Metro Weekly

Pete Buttigieg’s Blistering Takedown of J.D. Vance

Transportation Secretary Buttigieg speculated on why gay billionaire Peter Thiel heavily funded J.D. Vance's rise to power.

Pete Buttigieg on “Real Time with Bill Maher” – Photo: HBO (via screenshot)

Transportation Secretary Pete Buttigieg took a swipe at Republican vice presidential nominee J.D. Vance, casting the junior U.S. senator from Ohio as an opportunist with no moral core who owes much of his political career to being financially propped up by rich elites.

Appearing on the July 19 episode of Real Time with Bill Maher, Maher asked Buttigieg his opinion of Vance, as well as the support that Vance — an ardent social conservative who opposes marriage equality and legal protections for LGBTQ individuals — has received from gay billionaire Peter Thiel.

Vance’s rise to power came as a result of monetary donations from billionaire executives and investors — including Thiel, entrepreneur David Sacks, and Elon Musk, whom Vance met while working in Silicon Valley.

Thiel helped raise $120 million to help get Vance’s venture firm, Narya Capital, off the ground. He also reportedly helped Vance further make professional connections to advance Vance’s career, and gave $15 million to support Vance’s campaign for the U.S. Senate two years ago.

I know him a little bit,” Buttigieg said of Vance. “Look, we’re from the same generation. We’re both from the Midwest. …I’ve run into a lot of guys like him.”

Regarding Thiel’s backing of Vance despite the latter’s vocally conservative stances on various social issues, Buttigieg said, “I know there are a lot of folks who say, ‘What’s going on with some of these Silicon Valley folks veering into Trump world with J.D. Vance and backing Trump? What are they thinking? Silicon Valley’s supposed to…care about climate. They’re supposed to be pro-science and rational and libertarians’ — normally libertarians don’t like authoritarians — ‘ What’s up with that?’

“I think we’ve made it way too complicated,” Buttigieg continued. “It’s super simple: These are very rich men who have decided to back [a] Republican Party that tends to do good things for very rich men.”

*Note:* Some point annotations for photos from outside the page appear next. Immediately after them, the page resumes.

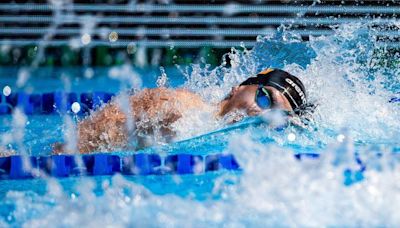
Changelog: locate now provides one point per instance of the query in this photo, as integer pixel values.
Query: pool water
(354, 121)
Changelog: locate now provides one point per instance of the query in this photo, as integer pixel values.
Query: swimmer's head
(285, 91)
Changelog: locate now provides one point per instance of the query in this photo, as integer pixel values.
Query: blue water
(354, 120)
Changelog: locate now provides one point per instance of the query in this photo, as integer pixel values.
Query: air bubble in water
(75, 107)
(7, 91)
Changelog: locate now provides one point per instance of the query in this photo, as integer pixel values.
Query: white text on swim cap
(298, 90)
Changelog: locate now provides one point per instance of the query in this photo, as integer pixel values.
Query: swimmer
(155, 110)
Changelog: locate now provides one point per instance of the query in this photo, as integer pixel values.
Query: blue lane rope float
(26, 167)
(61, 102)
(50, 103)
(59, 166)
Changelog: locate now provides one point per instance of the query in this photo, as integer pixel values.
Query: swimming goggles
(263, 98)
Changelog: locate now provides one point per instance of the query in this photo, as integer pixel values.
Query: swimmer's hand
(58, 148)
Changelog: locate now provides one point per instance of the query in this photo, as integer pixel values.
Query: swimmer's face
(243, 98)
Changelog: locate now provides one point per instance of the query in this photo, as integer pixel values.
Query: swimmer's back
(153, 110)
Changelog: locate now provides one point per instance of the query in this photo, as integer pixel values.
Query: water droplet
(75, 107)
(131, 49)
(340, 138)
(89, 73)
(86, 39)
(291, 137)
(7, 91)
(113, 36)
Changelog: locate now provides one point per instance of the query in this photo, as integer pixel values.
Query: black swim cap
(290, 86)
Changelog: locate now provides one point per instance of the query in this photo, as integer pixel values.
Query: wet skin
(154, 110)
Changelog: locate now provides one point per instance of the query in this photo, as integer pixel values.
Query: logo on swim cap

Buttigieg added that Vance, despite his efforts to paint himself as a populist and the son of working-class Appalachia, will cater to the whims of rich elites if he becomes vice president.

“So I knew a lot of people like him when I got to Harvard,” Buttigieg said of Vance. “I found a lot of people like him, who would say whatever they needed to, to get ahead. And five years ago, that seemed like being the anti-Trump Republican. So that’s what he was.

“He talked about how [Trump] was unfit, how he was cynical, called him an ‘opioid,’ which is kind of a weird thing to say about a person… But for somebody whose identity is that they’re connected to Appalachia, which has an opioid crisis, that really is the darkest thing you could say about Donald Trump, at least in public.

“But behind the scenes, apparently, he’s actually calling him Hitler, right? Seriously,” Buttigieg said, referring to the Ohio senator’s past rhetoric. “Five years later, the way he gets ahead is that [Trump]’s the greatest guy since sliced bread.”

Buttigieg compared Vance’s last-minute, politically-expedient conversion to a Trump acolyte to that of Trump’s former vice president, Mike Pence.

Buttigieg said he “watched [Pence] start out as an evangelical Christian who cared about rectitude and family values, and then get on board with a guy who was mixed up with a porn star, [and] make excuses for him so that he could have power.”

Buttigieg noted that after four years in office, Pence’s bid for power “ended on the west front of the [U.S.] Capitol, with Trump supporters proposing that he be hanged for using the one shred of integrity he still had to stand up to an attempt to overturn the government.” (Pence has previously said he does not intend to endorse Donald Trump in this year’s presidential election.)

“So I guess, maybe — not as a politician, but as a human being — what I’ll say is that I hope things work out a little bit better for J.D. Vance than they did for Mike Pence.”